Warum geraten zwei Menschen, die sich offensichtlich lieben, wegen Nichtigkeiten so aneinander und können sich so schwer verständigen? Die Auslöser sind selten der wirkliche Grund, sondern eher die tiefer liegenden Ursachen.

 

Unterschiedliche Erfahrungen in der Konfliktbewältigung

Besonders die Verhaltensmuster in der Familie sind dabei prägend. Während Hanna, genauso, wie ihr Vater, nur etwas Ruhe hatte, wenn sie der ständig keifenden Mutter nicht widersprach, war ihr Mann daran gewöhnt, sich bei seiner allein erziehenden Mutter durch zu setzen. Hannas Schweigen bei einem Vorschlag oder auch einem Vorwurf hielt er des-halb für stillschweigende Zustimmung.

Während sie sich bemühte, ihren wachsenden Frust unter Kontrolle zu halten, glaubte er, alles sei in Ordnung. Wenn dann die Dämme brachen und sich alles auf einmal über ihn ergoss, war er die gekränkte Unschuld.

 

Fehlende Streitkultur

Streit ist etwas völlig Normales und gehört zum täglichen Leben. Aber wer be-denkt das schon am Anfang, wenn man frisch verliebt und glücklich ist.

 

Deshalb haben die wenigsten Paare Regeln, mit denen Auseinandersetzungen sachlich, möglichst ruhig und vor allem gewaltlos verlaufen.

 

Aber genau so etwas wird gebraucht, wenn unterschiedliche Meinungen und Wünsche aufeinanderprallen. Gerade dann muss es zum Beispiel machbar sein, dass jeder seine Anliegen und Argumente nennen kann und der andere ihn aus-sprechen lässt bzw. umgekehrt.

Es muss auch möglich sein, sich über ein Problem zu verständigen, ohne dass das gesamte Vokabular des Tierreiches oder Schlimmeres benutzt wird.

Und es muss auch möglich sein, eine Aussprache abzubrechen, falls sich die Atmosphäre zu sehr erhitzt.

Wenn dafür ein Codewort vereinbart wurde, fühlt sich der Zurückgebliebene nicht unbedingt wie der Klops der Woche.

 

Unterschiedliche Wahrnehmungs- und Kommunikationstypen

Menschen kommunizieren glücklicherweise sehr unterschiedlich, sonst würde es langweilig. Wie sie das tun, hängt auch davon ab, welche Sinneskanäle bei der Wahrnehmung vorrangig sind, die visuellen (bildhaft), auditiven (über Gehör), kinästhetischen (über Gebärden) oder andere. Wenn man nicht weiß, wie der Gesprächspartner wahrnimmt und kommuniziert, kann das zusätzlichen Zündstoff in eine Auseinandersetzung und viel Raum für Missverständnisse bringen.

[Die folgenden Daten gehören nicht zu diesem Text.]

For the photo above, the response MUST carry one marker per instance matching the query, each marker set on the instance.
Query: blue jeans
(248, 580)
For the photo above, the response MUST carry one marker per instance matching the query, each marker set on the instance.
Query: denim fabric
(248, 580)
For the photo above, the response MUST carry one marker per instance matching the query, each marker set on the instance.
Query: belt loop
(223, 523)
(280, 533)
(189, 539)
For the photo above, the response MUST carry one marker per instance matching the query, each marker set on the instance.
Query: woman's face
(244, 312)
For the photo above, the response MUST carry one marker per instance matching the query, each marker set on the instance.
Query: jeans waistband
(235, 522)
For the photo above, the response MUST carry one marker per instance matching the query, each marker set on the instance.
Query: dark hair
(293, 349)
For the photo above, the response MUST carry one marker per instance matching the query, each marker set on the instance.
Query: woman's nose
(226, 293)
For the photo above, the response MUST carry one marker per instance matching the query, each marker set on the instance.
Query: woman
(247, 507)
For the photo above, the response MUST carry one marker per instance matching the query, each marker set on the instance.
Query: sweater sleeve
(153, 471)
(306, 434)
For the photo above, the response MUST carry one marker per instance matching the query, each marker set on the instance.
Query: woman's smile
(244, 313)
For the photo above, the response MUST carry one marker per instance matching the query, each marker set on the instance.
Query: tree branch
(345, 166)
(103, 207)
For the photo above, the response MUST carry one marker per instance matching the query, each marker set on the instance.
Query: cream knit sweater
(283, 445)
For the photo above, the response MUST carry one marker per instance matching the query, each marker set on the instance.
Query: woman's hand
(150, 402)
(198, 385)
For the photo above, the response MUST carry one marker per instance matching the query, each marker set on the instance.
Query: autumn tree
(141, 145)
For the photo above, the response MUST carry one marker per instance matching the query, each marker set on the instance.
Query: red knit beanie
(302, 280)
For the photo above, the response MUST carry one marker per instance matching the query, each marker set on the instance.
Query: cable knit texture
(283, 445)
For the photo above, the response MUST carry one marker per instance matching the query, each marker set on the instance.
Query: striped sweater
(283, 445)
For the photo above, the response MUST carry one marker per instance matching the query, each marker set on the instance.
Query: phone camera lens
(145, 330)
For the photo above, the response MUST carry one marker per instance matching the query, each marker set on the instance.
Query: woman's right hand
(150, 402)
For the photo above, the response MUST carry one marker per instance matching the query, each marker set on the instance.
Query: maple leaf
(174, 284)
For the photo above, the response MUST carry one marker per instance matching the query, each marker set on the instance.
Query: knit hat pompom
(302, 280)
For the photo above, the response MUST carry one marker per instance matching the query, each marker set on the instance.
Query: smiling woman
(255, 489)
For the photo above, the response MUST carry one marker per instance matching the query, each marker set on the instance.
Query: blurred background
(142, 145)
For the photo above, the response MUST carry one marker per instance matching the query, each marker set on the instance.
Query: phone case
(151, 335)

Hanna ist ein visueller Typ. Sie erlebt die Welt über ihre Augen und nimmt intensiver wahr, was ihr Partner sagt, wenn sie Blickkontakt halten und sein Gesicht sehen kann.

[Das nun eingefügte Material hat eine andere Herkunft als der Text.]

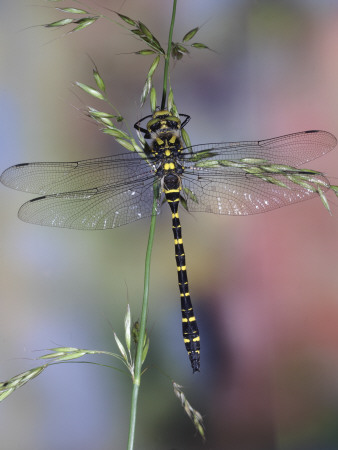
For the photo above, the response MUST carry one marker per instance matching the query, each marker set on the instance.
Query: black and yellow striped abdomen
(172, 187)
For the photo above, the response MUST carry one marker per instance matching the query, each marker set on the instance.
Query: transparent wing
(292, 149)
(212, 182)
(91, 194)
(236, 193)
(92, 209)
(54, 178)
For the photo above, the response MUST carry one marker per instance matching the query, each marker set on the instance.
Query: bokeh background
(265, 287)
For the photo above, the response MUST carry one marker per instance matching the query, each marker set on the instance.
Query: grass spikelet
(192, 413)
(89, 90)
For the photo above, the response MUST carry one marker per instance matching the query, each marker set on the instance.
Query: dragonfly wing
(292, 149)
(91, 209)
(53, 178)
(242, 194)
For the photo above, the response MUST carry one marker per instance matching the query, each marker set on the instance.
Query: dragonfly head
(163, 123)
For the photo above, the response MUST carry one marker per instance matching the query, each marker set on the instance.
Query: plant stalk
(143, 322)
(167, 57)
(142, 332)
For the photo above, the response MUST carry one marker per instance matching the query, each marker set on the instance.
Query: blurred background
(265, 288)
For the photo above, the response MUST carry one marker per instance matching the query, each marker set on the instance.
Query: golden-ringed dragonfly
(237, 178)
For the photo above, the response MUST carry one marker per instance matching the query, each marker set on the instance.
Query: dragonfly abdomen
(189, 325)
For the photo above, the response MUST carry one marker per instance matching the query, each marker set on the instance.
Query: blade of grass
(167, 57)
(139, 352)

Pitt dagegen ist ein auditiver Typ, er nimmt die Außenwelt in erster Linie über das Gehör wahr. Deshalb war es für ihn wunderbar, als sie in der ersten Zeit endlose Tele-fongespräche führten. Aber er reagiert empfindlich, wenn sie am Küchentisch ihm gegenüber Platz nimmt und eine Aussprache ankündigt.

Wenn er dann, um sich besser auf das Gehörte konzentrieren zu können, zur Seite schaut, wirft ihm Hanna vor: „Du nimmst mich nicht ernst!“

Er wiederum beschwert sich: „Du hörst mir nicht zu!“, wenn sie bei einer Diskussion aufsteht, zerknautschte Kissen aufschüttelt oder eine offene Schublade schließt, damit alles hübsch und ordentlich aussieht.

 

Die Lebensphase, in der eine Beziehung beginnt

Nach dem überlieferten, kosmischen Beziehungskalender befinden sich beide in der Marsphase. Die umfasst die Lebenszeit, in der man sein Revier absteckt, in der man mit anderen konkurriert und lernt, sich zu behaupten.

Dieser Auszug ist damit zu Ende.